Accusée depuis ce jour de rébellion, sédition et détournement de fonds, la séparatiste catalane risquait 30 ans de prison en Espagne. Le 22 mars 2018, elle a refusé de se présenter devant la Cour suprême espagnole et a fui dans la nuit vers la Suisse pour y trouver refuge. Aujourd’hui, la dirigeante en exil se bat depuis Genève pour obtenir l’amnistie.
Manifestations contre le projet de loi d’amnistie
Après quatre mois d’impasse politique, le Premier ministre socialiste Pedro Sanchez a été reconduit jeudi dernier en Espagne, grâce au soutien des partis régionalistes. En échange de leurs voix, il a accepté plusieurs concessions, dont l’adoption prochaine d’une loi d’amnistie pour les dirigeants catalans poursuivis pour tentative de sécession.
Fortement controversé, ce projet a mis le feu aux poudres. Des centaines de milliers de personnes brandissant le drapeau espagnol ont défilé le 18 novembre dans toute l’Espagne aux cris de "Sanchez, traitre !" pour dénoncer cette loi.

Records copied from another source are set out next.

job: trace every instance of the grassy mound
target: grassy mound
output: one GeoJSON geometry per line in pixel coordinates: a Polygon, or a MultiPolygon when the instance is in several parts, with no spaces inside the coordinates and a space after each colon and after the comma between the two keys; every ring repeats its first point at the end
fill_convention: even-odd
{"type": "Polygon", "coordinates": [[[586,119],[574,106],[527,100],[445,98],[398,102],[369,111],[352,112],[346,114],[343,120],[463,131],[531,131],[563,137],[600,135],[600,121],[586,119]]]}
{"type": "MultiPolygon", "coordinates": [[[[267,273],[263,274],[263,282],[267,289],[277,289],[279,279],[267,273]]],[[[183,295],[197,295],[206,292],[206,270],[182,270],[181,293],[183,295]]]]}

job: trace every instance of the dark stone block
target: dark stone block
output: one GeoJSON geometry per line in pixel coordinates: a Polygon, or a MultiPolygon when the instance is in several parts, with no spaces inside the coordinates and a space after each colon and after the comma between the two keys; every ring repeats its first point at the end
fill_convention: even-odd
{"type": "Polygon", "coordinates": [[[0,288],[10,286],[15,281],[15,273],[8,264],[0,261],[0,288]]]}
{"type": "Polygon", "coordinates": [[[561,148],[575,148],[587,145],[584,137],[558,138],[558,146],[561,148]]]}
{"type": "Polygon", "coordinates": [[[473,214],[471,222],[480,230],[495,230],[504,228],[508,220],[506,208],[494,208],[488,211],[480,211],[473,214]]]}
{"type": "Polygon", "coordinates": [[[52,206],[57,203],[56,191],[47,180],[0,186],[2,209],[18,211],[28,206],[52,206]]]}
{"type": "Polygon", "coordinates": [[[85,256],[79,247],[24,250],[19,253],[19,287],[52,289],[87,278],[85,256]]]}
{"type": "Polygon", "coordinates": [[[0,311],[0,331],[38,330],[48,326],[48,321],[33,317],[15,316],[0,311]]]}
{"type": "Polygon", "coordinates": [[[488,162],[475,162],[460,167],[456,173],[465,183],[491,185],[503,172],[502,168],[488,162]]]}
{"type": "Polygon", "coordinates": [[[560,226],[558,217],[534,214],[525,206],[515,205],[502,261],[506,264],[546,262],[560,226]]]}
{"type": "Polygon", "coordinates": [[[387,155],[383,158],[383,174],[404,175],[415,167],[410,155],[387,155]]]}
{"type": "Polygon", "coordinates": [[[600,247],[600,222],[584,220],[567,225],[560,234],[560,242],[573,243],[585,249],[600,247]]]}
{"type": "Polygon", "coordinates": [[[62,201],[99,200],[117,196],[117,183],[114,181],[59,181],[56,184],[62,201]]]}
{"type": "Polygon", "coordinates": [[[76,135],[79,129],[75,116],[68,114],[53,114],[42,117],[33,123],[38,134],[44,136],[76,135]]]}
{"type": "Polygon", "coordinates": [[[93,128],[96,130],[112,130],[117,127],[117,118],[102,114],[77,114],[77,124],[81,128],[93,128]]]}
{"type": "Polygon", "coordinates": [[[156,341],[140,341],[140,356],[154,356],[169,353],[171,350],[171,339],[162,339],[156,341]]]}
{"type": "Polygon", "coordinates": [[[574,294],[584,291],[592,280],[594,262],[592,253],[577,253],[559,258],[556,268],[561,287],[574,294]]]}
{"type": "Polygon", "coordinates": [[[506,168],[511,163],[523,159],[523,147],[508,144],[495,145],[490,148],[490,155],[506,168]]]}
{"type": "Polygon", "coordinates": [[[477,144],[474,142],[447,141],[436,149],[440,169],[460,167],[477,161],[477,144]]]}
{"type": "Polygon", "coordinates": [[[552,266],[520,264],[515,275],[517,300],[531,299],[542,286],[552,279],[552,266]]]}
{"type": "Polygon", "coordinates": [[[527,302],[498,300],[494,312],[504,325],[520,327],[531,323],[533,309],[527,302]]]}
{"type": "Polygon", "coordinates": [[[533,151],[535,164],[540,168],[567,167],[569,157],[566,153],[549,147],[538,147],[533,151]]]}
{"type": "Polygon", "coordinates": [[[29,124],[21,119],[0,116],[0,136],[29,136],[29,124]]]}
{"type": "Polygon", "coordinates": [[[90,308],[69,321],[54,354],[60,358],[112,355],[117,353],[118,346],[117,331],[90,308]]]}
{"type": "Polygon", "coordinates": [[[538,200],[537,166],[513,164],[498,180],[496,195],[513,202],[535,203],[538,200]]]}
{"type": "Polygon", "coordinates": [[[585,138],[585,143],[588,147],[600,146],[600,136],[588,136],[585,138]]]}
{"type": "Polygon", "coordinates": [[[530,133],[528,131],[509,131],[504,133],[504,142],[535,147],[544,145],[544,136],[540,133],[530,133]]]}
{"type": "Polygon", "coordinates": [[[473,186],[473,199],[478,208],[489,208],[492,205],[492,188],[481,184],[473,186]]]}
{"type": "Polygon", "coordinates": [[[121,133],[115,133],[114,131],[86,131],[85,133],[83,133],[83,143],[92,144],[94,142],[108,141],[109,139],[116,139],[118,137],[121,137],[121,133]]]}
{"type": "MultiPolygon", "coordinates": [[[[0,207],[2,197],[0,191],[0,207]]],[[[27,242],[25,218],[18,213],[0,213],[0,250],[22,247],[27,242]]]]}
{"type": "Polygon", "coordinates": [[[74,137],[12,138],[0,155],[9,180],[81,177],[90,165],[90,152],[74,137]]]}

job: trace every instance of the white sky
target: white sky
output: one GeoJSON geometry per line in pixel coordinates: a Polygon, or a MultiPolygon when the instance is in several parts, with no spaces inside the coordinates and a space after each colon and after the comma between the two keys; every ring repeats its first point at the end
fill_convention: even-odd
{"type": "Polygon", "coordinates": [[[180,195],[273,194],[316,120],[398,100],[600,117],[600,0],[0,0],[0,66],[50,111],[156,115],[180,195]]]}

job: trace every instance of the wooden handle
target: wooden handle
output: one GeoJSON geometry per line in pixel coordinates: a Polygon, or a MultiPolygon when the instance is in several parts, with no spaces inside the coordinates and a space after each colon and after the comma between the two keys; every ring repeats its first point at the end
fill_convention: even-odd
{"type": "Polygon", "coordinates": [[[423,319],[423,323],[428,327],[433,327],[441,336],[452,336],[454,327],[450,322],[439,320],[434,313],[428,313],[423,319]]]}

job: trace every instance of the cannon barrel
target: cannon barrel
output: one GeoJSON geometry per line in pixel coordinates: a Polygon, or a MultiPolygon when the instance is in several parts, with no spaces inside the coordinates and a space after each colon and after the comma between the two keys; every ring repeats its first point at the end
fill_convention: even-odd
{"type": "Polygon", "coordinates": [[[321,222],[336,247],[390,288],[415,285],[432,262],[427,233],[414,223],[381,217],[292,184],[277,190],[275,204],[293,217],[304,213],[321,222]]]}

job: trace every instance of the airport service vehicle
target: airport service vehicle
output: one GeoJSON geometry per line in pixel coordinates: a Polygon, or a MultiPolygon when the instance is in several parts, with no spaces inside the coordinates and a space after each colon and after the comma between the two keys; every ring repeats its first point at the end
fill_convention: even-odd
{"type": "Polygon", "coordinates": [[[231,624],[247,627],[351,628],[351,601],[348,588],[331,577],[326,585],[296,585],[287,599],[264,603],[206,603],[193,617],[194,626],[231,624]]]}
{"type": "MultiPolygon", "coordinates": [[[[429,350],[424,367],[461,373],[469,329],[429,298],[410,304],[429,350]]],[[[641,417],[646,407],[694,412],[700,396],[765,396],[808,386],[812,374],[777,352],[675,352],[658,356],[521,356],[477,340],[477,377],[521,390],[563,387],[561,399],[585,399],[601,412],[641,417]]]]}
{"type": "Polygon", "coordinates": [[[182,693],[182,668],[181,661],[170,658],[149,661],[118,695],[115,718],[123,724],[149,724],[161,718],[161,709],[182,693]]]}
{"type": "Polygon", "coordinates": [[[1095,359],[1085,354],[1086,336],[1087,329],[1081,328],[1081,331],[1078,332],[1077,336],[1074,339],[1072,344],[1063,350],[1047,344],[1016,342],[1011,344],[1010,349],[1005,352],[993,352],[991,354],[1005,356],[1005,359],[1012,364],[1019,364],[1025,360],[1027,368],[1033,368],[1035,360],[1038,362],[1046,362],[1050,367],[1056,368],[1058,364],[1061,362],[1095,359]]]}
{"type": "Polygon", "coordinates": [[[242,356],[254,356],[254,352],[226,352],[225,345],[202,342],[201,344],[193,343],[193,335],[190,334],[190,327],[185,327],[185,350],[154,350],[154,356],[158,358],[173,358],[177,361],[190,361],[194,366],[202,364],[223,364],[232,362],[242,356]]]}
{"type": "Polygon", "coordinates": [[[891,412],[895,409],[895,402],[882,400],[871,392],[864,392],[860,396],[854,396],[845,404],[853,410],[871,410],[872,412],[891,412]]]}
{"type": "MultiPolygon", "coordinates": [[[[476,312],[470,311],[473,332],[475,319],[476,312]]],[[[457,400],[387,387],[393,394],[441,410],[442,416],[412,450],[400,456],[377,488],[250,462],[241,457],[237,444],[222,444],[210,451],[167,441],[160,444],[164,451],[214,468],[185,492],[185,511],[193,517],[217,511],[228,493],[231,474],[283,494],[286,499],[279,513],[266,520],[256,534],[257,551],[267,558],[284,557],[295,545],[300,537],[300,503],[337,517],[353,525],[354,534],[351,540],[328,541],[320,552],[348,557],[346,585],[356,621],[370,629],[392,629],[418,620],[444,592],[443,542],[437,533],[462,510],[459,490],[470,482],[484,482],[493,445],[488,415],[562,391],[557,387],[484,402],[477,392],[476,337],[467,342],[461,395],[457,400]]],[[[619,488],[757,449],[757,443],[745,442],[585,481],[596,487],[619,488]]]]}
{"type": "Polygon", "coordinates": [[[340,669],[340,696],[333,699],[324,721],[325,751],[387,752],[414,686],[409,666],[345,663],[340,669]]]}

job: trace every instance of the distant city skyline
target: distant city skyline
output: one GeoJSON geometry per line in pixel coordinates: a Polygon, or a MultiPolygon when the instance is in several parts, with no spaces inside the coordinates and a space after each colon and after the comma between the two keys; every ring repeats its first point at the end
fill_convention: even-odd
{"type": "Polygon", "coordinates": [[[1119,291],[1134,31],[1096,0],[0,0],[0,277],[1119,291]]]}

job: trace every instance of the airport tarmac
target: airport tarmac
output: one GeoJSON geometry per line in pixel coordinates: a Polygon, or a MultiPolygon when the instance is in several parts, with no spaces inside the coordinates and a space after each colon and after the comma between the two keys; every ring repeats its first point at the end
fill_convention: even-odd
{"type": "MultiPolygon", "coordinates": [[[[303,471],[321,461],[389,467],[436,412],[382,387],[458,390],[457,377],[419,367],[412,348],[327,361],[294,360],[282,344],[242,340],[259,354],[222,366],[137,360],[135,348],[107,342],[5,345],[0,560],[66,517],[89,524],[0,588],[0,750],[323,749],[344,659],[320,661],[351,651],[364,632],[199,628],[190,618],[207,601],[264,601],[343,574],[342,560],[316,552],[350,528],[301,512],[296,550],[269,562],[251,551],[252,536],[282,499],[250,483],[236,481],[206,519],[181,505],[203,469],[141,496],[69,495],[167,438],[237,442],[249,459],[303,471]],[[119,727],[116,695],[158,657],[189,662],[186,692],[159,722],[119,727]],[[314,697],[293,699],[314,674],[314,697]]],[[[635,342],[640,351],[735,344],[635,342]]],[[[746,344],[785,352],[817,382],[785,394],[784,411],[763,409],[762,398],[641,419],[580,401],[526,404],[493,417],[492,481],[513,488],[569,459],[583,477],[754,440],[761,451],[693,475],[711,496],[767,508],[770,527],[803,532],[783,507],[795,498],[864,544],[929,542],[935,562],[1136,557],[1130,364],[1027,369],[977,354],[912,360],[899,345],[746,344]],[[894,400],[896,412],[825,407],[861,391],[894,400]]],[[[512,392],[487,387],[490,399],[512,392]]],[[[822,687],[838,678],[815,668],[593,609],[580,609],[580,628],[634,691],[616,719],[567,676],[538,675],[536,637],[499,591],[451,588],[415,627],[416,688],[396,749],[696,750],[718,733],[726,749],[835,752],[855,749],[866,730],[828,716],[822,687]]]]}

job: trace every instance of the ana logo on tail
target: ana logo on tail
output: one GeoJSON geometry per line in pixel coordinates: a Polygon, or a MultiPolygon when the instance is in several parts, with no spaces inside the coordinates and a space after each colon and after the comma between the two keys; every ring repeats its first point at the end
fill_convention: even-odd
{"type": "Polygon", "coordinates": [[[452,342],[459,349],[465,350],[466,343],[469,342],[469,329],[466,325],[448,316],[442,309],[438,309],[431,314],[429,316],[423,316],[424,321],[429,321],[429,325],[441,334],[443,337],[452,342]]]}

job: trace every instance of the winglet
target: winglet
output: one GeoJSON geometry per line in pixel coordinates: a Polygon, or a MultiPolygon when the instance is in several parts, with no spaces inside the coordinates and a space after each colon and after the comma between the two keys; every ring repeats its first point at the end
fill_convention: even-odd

Interrogée par la RTS, Marta Rovira a déploré la présence de symboles fascistes lors de ces manifestations: "La droite espagnole a toujours manifesté contre les principales avancées démocratiques que ce soit pour le divorce, l’avortement ou le mariage homosexuel ."
Pour la dirigeante catalane en exil en Suisse, l’amnistie est un "instrument indispensable" pour mettre fin au conflit politique et rétablir les "droits fondamentaux qui n’auraient jamais dû être criminalisés".